C’est pourquoi j’aime inclure dans chacun de mes livres des poésies et des calligrammes : c’est une respiration pour le lecteur, une autre façon de penser l’écriture, qui peut aller jusqu’à l’illustration photographique des lettres de l’alphabet (FRANN EN LETTRES VIVES , ed.Unicité, photos de L3D) ou l’emploi de lettres hébraïques ou arabes  ( ex de calligrammes en persan dans POEMES ET RECITS DES 101 NUITS et ROMANCE INFINIE , ed.Unicité). L’écriture est un art à la fois intellectuel et graphique, tout comme l’art martial chinois que je pratique, dont le processus le plus achevé est la calligraphie, jet d’encre unique après longue méditation et des années d’apprentissage de la patience , recherche de la perfection qu’on ne peut atteindre mais dont on cherche à se rapprocher le plus possible. ECRIRE EST A LA FOIS UN TRAVAIL DE LONGUE HALEINE et un plaisir ; c’est un moyen de communiquer avec un lecteur que l’on ne connaît pas en lui offrant nos mots, nos signes et nos passions. ECRIRE EST UN PROCESSUS INTIME qui vise à l’universalité, c’est un défi contre le temps qui passe, une façon de se dépasser soi-même en allant à la rencontre des autres. La rencontre avec des peintres et des photographes pour illustrer mes couvertures fait partie de cette volonté de partage et exigence de beauté, car la première vision qu’on a d’un livre est celle de la couverture…

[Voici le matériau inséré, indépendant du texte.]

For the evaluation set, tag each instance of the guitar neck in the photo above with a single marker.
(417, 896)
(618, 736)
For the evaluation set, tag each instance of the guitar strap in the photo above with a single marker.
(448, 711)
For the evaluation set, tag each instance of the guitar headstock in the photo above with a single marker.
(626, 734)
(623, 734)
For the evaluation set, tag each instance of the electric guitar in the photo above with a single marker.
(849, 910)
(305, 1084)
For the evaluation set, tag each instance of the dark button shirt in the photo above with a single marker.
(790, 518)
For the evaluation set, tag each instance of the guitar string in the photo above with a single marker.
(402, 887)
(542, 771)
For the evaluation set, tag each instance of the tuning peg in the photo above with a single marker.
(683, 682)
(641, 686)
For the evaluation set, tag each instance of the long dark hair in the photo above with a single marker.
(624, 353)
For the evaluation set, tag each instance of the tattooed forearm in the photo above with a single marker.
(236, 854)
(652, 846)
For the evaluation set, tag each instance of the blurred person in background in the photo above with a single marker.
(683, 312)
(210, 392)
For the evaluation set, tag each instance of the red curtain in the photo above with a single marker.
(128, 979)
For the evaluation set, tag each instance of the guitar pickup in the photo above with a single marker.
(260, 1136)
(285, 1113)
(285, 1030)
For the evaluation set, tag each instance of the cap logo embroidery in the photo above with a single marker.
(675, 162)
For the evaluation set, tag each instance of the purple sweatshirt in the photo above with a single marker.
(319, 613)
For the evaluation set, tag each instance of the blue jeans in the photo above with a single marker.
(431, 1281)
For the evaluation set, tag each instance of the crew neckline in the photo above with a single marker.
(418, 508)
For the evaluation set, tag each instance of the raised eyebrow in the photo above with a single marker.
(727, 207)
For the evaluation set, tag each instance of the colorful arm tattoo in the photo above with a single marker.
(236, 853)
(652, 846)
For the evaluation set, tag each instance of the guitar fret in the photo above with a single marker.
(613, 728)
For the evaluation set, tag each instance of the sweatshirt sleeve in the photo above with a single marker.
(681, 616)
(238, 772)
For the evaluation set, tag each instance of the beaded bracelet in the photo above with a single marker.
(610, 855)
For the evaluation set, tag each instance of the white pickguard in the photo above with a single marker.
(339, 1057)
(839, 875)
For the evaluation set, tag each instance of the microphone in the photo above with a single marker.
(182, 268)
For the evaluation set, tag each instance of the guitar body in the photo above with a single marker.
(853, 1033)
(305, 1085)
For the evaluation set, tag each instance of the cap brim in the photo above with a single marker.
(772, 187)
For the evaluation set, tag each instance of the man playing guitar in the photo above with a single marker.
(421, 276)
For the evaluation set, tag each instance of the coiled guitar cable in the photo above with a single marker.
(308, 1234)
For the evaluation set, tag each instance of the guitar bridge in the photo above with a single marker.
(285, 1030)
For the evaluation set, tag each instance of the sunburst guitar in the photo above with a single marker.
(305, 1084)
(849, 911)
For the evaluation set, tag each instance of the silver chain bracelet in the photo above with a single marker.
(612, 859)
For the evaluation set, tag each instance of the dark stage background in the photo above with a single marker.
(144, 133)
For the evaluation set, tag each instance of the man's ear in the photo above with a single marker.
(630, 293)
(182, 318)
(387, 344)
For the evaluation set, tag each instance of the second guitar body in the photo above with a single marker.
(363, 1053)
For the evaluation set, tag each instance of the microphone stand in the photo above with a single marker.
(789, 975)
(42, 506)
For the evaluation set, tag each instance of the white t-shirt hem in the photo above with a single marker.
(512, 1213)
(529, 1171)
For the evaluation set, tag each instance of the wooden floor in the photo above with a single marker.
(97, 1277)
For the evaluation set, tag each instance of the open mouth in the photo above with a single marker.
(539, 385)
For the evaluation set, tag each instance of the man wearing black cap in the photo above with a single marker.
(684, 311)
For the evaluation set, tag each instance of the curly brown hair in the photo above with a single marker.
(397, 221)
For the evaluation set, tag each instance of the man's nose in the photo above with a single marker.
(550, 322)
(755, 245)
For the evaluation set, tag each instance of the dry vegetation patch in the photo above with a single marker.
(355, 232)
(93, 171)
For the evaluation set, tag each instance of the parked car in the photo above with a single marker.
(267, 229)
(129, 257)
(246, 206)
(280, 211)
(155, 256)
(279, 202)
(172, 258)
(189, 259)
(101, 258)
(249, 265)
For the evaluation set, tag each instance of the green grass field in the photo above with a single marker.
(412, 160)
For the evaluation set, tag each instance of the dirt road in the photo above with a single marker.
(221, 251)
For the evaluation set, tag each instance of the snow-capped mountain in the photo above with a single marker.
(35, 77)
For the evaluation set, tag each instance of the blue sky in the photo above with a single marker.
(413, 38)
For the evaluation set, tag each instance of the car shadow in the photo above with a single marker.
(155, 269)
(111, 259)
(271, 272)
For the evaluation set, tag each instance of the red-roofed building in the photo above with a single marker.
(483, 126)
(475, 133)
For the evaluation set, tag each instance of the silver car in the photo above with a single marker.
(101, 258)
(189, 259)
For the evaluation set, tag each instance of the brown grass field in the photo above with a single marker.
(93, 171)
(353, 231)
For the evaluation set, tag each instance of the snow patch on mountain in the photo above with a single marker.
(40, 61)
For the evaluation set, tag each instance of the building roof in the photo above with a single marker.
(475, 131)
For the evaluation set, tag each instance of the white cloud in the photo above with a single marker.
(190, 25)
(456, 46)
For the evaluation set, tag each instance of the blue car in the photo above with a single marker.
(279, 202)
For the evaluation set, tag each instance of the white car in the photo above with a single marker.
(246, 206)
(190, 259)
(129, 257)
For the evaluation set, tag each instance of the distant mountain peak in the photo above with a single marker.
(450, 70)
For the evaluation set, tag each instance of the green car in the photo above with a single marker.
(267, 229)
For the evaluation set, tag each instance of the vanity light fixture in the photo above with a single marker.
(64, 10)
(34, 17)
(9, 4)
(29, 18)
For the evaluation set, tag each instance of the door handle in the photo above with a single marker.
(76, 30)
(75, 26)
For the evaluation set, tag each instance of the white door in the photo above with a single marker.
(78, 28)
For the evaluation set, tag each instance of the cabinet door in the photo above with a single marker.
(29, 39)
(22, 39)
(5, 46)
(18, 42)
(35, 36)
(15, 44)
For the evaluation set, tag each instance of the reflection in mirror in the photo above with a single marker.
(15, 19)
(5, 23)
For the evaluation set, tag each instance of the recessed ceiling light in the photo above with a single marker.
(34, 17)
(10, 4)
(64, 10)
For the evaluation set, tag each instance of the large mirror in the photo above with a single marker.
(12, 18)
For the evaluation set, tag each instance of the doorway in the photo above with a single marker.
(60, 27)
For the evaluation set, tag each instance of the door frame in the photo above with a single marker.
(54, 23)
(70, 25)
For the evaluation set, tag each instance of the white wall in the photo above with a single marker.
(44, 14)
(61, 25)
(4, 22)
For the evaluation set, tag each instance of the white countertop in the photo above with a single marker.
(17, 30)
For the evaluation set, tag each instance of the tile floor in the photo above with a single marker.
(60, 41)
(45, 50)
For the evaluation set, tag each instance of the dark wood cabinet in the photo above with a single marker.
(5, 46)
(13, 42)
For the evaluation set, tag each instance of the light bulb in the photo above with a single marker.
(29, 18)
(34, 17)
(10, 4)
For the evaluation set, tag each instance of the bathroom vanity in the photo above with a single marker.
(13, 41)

 ECRIRE EST à la fois une façon d’arrêter le temps et de l’évoque, le faire revivre  tout en se propulsant vers le futur puisqu’on écrit pour le lecteur à venir. Dans le processus d’écriture on se projette vers un ailleurs ou un autrui que l’on ne connaît pas, et en même temps, on fait revivre des êtres et des événements qui ont disparus et dont on retrouve la trace, thème cher à MARCEL PROUST. Pour moi il n’existe pas de temps spécial dédié à l’écriture, j’écris quand j’en ai envie, quand cela devient une nécessité, et quand je n’écris pas manuellement, j’écris dans ma tête, les idées qui s’enchaînent et s’associent comme dans un film. LE TEMPS DE L  ECRITURE POUR MOI EST UN TEMPS intime, solitaire (en cela je n’ai pas souffert du confinement, au contraire) MAIS QUI,  ET C’EST LA TOUT LE PARADOXE DE L ECRIVAIN, est destiné au partage ; c’est une tentative à travers l’expérience personnelle, ou l’imagination, d’aller vers l’universel.


Ce peut être aussi un temps improvisé, comme ces petits poèmes appelés haïkus dont les Japonais ont le secret, que j’ai composés en pratiquant le TAÏCHI en pleine nature et par tous les temps, inspirés par mon environnement et le moment présent, et mis ensuite par écrit pour, précisément, leur donner une dimension de communication avec autrui et par là même, une dimension spirituelle ; je dirais pour conclure que le temps d’écrire est un moyen d’immortaliser le présent.


 APRES LE TEMPS DE L ECRITURE VIENT LE TEMPS DE la publication, la distribution, la diffusion, et la communication pour rencontrer ses lecteurs. Il ne suffit pas pour cela d’un « like » sur les réseaux sociaux de la part d’ « amis » qui ne voient de vos livres que la couverture, mais de la rencontre avec de véritables lecteurs dans les salons du livre ou toute autre forme de manifestation littéraire destinée à nous faire mieux connaître.


Pour répondre à votre dernière question, celle de ma place…ce serait d’en avoir une dans la Littérature.